I know, I know, that dataset means nothing. But in essence, this is all there is to writing data loaders in PyTorch. It just exploits the goodness of Python combined with your own object-oriented programming skills. While a good exercise would be to go through a variety of data loaders for a number of popular datasets like ImageNet and CIFAR-10/100,

A Model Dataset Class

I would like to present the following rules of thumb while designing your next data loader in the form of a following commented template. It consists of some basic rules of thumb I observed to be helpful allowing maximum flexibility with playing with data.

class MyIdealDataset(Dataset):

    def __init__(self, *args):
        super(MyIdealDataset, self).__init__()

        """
        1. Store all meaningful arguments to the constructor here for debugging.
        2. Do most of the heavy-lifting like downloading the dataset, checking for consistency of already existing dataset etc. here
        3. Aspire to store just the sufficient number of variables for usage in other member methods. Keeps the memory footprint low.
        4. For any further derived classes, this is the place to apply any pre-computed transforms over the sufficient variables (e.g. building a paired dataset from a dataset of singleton images)
        """

    def __len__(self):
        """
        This function gets called with len()
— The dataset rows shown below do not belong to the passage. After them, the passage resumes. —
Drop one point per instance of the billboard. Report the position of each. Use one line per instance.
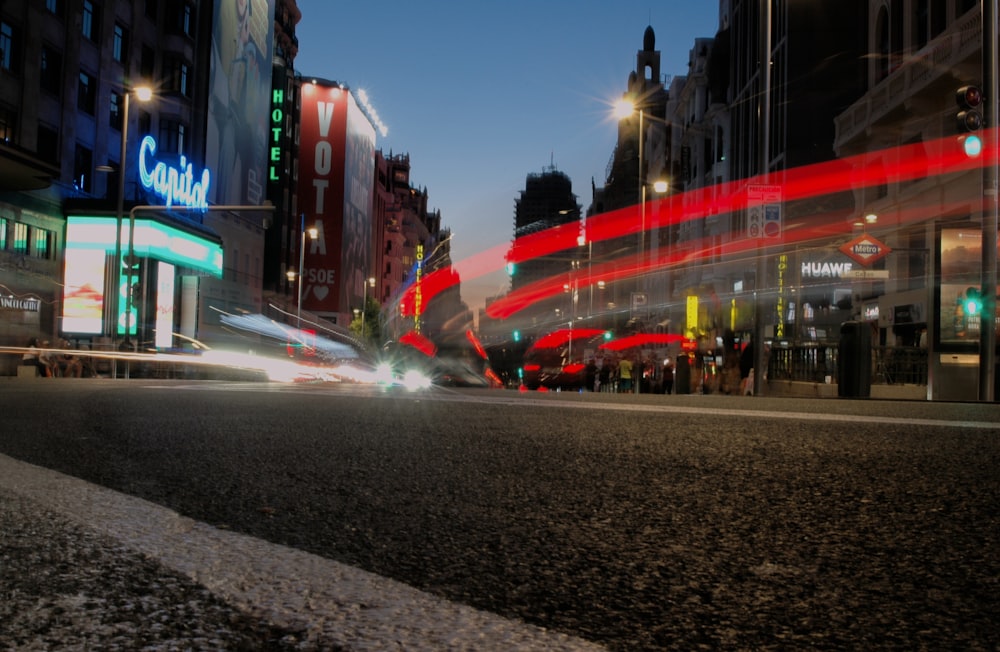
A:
(336, 177)
(239, 102)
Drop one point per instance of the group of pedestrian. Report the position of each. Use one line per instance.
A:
(51, 362)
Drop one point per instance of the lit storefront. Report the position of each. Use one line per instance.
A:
(155, 293)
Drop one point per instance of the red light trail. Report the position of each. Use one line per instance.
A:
(941, 157)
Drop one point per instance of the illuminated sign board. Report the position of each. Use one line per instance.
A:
(89, 242)
(277, 122)
(164, 305)
(418, 297)
(865, 249)
(692, 315)
(174, 185)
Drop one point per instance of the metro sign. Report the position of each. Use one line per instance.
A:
(865, 249)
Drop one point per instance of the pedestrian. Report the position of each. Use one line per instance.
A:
(604, 376)
(625, 375)
(668, 377)
(33, 357)
(70, 366)
(48, 360)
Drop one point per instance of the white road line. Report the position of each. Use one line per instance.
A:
(521, 401)
(332, 602)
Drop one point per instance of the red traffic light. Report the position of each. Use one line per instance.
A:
(969, 97)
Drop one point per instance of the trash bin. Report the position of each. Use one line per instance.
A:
(682, 376)
(854, 360)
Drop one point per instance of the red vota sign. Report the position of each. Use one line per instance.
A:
(322, 138)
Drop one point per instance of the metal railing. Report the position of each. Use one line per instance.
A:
(897, 365)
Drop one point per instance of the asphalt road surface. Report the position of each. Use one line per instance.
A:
(637, 523)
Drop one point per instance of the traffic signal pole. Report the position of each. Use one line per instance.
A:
(987, 330)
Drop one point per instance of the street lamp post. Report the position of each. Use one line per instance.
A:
(364, 303)
(313, 234)
(144, 94)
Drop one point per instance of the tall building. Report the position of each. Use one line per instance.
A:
(70, 78)
(547, 201)
(933, 225)
(642, 157)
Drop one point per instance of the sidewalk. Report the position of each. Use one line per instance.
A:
(83, 567)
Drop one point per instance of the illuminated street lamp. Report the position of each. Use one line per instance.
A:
(143, 94)
(313, 233)
(368, 281)
(623, 109)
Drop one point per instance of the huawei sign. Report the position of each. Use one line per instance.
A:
(865, 249)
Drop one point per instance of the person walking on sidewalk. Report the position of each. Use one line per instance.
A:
(625, 375)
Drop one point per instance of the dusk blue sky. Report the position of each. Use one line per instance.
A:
(481, 94)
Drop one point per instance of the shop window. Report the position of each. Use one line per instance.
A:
(20, 238)
(42, 245)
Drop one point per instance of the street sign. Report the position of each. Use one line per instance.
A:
(865, 249)
(865, 273)
(763, 211)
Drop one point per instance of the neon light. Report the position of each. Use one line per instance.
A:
(172, 184)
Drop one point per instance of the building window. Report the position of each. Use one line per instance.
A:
(20, 238)
(172, 136)
(88, 26)
(86, 92)
(42, 245)
(145, 123)
(51, 70)
(83, 163)
(147, 62)
(8, 46)
(119, 46)
(48, 144)
(178, 75)
(117, 110)
(8, 119)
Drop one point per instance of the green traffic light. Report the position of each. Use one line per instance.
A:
(972, 146)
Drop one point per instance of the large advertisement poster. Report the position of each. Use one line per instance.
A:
(239, 103)
(322, 137)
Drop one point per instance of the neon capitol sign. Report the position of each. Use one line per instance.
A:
(174, 185)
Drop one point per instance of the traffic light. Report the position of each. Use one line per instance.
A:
(969, 118)
(970, 102)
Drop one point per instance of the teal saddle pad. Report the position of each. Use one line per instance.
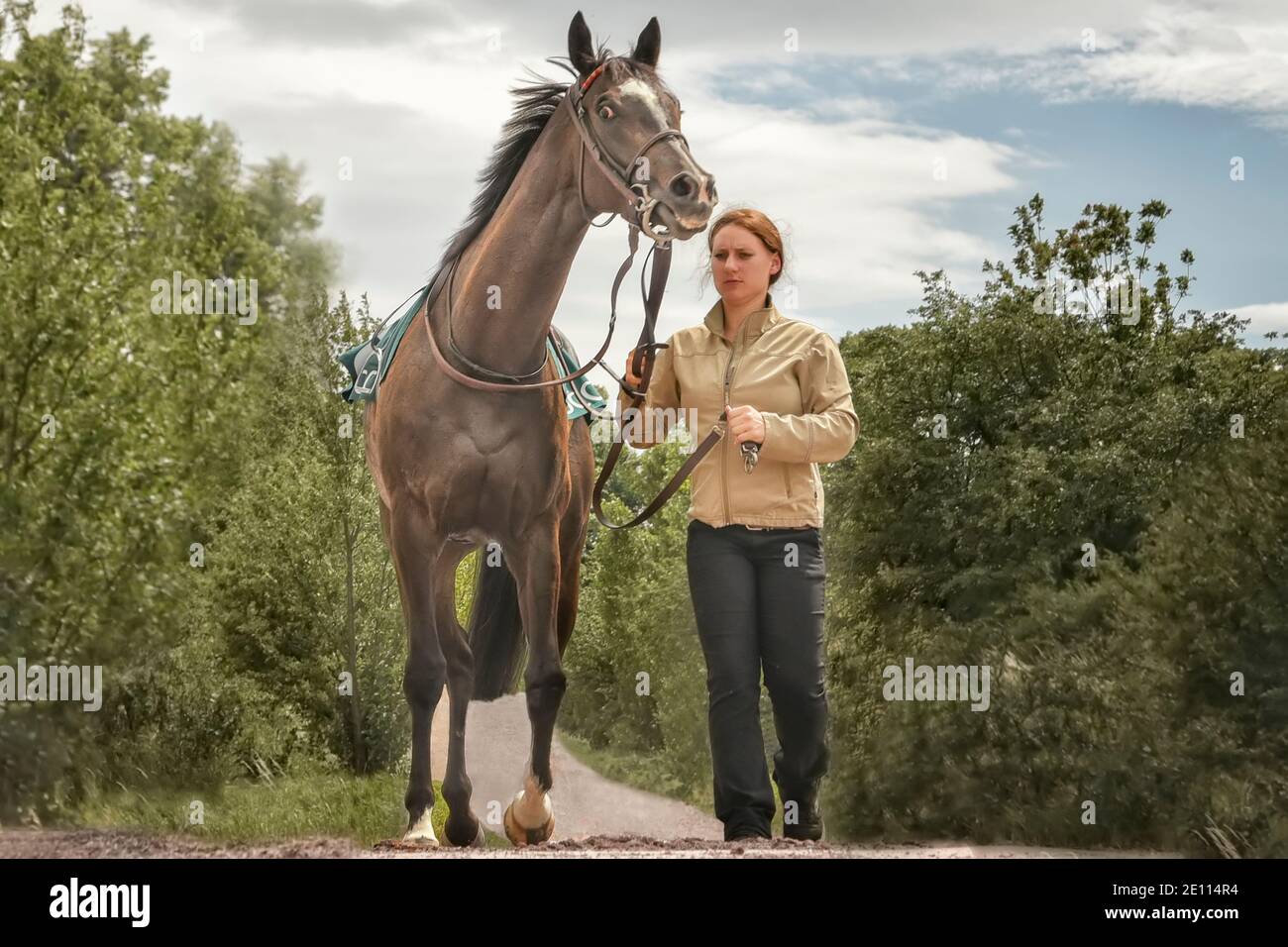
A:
(369, 364)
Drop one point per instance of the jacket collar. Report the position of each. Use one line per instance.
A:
(752, 326)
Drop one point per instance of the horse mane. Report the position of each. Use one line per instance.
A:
(535, 102)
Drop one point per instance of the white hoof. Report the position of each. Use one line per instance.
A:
(532, 808)
(421, 832)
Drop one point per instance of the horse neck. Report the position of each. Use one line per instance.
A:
(513, 273)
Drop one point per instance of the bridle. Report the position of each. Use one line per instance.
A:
(642, 205)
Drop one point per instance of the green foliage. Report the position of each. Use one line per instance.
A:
(176, 440)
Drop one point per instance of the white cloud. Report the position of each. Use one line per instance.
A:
(1263, 317)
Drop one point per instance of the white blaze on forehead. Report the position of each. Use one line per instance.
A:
(644, 93)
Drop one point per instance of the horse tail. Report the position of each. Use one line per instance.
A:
(494, 630)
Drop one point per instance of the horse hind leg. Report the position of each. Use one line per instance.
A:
(415, 549)
(462, 827)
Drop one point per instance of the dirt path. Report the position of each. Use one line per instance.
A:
(593, 817)
(496, 753)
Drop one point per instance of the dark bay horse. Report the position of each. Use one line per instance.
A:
(459, 468)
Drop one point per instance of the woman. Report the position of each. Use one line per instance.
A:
(755, 552)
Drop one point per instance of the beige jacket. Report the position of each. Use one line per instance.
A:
(786, 368)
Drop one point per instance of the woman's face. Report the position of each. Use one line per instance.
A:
(741, 264)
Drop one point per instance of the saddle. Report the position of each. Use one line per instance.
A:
(369, 364)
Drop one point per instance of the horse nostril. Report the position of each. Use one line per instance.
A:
(683, 184)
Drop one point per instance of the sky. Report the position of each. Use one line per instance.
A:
(881, 138)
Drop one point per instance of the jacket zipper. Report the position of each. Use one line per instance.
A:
(724, 454)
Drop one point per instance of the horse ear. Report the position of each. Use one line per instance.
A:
(581, 50)
(649, 44)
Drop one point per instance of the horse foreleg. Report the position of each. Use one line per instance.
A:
(529, 818)
(416, 547)
(463, 827)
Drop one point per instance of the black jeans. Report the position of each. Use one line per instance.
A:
(758, 596)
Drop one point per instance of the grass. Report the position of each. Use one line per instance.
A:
(643, 774)
(364, 808)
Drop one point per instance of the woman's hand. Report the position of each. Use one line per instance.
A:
(631, 377)
(746, 423)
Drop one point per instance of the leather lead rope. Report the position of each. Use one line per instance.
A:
(643, 367)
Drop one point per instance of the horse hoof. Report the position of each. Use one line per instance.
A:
(421, 832)
(522, 835)
(476, 838)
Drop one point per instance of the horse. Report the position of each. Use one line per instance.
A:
(462, 467)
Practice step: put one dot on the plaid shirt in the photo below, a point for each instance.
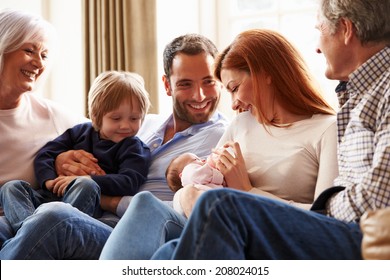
(364, 141)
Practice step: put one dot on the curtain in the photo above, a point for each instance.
(121, 35)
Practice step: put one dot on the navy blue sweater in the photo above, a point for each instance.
(126, 163)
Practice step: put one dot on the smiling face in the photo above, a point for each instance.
(337, 54)
(195, 93)
(23, 67)
(122, 122)
(240, 85)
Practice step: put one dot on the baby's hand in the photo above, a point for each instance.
(49, 184)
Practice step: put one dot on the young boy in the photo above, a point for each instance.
(117, 104)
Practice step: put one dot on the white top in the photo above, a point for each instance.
(294, 163)
(24, 130)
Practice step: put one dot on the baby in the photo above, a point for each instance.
(189, 169)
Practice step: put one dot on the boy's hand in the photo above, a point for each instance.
(78, 163)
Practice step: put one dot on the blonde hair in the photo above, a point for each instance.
(260, 51)
(110, 89)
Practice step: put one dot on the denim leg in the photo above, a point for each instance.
(227, 224)
(57, 230)
(19, 201)
(84, 194)
(6, 231)
(146, 225)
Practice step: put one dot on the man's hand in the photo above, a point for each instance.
(58, 185)
(78, 163)
(109, 203)
(188, 198)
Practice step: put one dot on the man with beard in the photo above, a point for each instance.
(194, 126)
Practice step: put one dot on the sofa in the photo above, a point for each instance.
(375, 226)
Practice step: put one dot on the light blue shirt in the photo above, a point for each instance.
(198, 139)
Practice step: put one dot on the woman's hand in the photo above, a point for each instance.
(188, 198)
(77, 162)
(233, 168)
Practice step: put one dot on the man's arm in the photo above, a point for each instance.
(77, 162)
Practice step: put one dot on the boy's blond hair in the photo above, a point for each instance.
(110, 89)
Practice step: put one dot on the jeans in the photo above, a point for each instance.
(6, 231)
(227, 224)
(19, 200)
(57, 230)
(147, 224)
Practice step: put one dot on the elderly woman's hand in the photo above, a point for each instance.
(77, 162)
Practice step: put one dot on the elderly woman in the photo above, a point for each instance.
(27, 121)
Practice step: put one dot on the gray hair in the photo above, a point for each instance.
(371, 18)
(18, 28)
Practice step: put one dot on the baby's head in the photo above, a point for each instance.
(175, 168)
(214, 156)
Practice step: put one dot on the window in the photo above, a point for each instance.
(222, 20)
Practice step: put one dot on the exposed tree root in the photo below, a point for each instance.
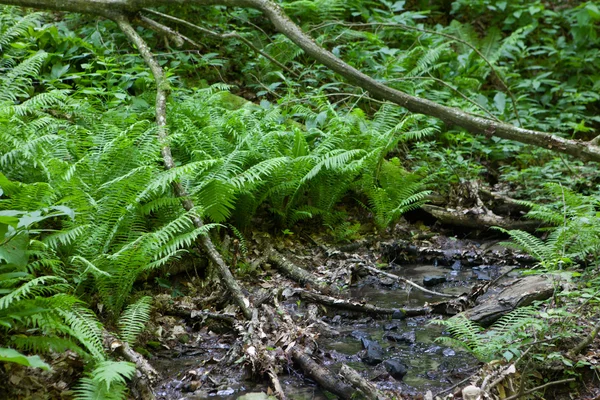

        1. The length should be a deterministic function of some instance variables and should be a non-ambiguous representation of the total sample count. This gets tricky especially when certain samples are randomly generated, be careful
        2. This method should be O(1) and contain no heavy-lifting. Ideally, just return a pre-computed variable during the constructor call.
        3. Make sure to override this method in further derived classes to avoid unexpected samplings.
        """

    def __getitem__(self, index):
        """
        1. Make appropriate assertions on the "index" argument. Python allows slices as well, so it is important to be clear of what arguments to support. Just supporting integer indices works well most of the times.
        2. This is the place to load large data on-demand. DONOT ever load all data in the constructor as that unnecessarily bloats memory.
        3. This method should be as fast as possible and should only be using certain pre-computed values. e.g. When loading images, the path directory should be handled during the constructor and this method should only load the file into memory and apply relevant transforms.
        4. Whenever lazy loading is possible, this is the place to be. e.g. Loading images only when called should be here. Keeps the memory footprint low.
        5. Subsequently, this also becomes the place for any input transforms (like resizing, cropping, conversion to tensor and so on)
        """

Conclusion

Writing a DataLoader was so easy that I already submitted a PR to add the Omniglot dataset to the repository of Vision datasets under PyTorch during my first day of working with it. You can check the PR#373 for a more realistic example of writing DataLoaders from scratch.

Overall, the takeaway here is that “separation of concerns” goes a long way. Build the dataset from its unit item and derive custom transformation classes from this base dataset. This rather amazingly helps in fast experimentation with the data.